We were told about an area comprising mainly white working class families after the collapse of a dominant industry, where the dependency culture is deeply embedded, racist tension is high and levels of motivation to overcome disadvantage are very low.
The neutering effects of this culture are profoundly damaging. I think the central point is this: workers feel that people self-exclude from contexts of dialogue and engagement, so there is little advancement of thinking and no empowerment. This means that the openness of social media may be a non-starter.

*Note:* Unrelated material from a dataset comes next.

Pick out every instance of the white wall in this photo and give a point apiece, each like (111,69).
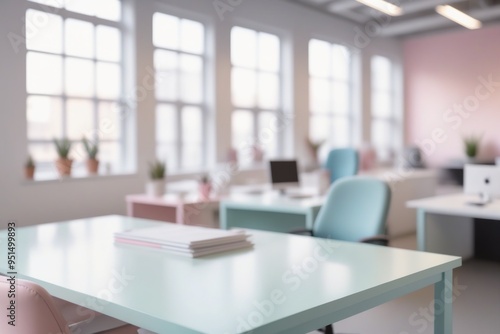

From his study of contributions to neighbourhood email lists, Keith Hampton concludes firmly that a significant proportion of people in disadvantaged localities in north America are online and participating in discussions; and also that those contributions afford the formation of collective efficacy in ways that other media do not. This evidence is hugely valuable, but it still leaves us in the UK with a lot of people in low-income areas, who have a connection and spend time online, but are unwilling to participate in digital conversations with others or to engage with agencies online.
Perhaps in time, once again it will come to be seen that we've been barking up the wrong tree, but how do we identify the right one? I'm not aware of any studies at local level, since those I was involved in a few years ago, that are involving people on low incomes themselves in exploring the answers to these questions. I'd be keen to hear of any, cos that's what we need.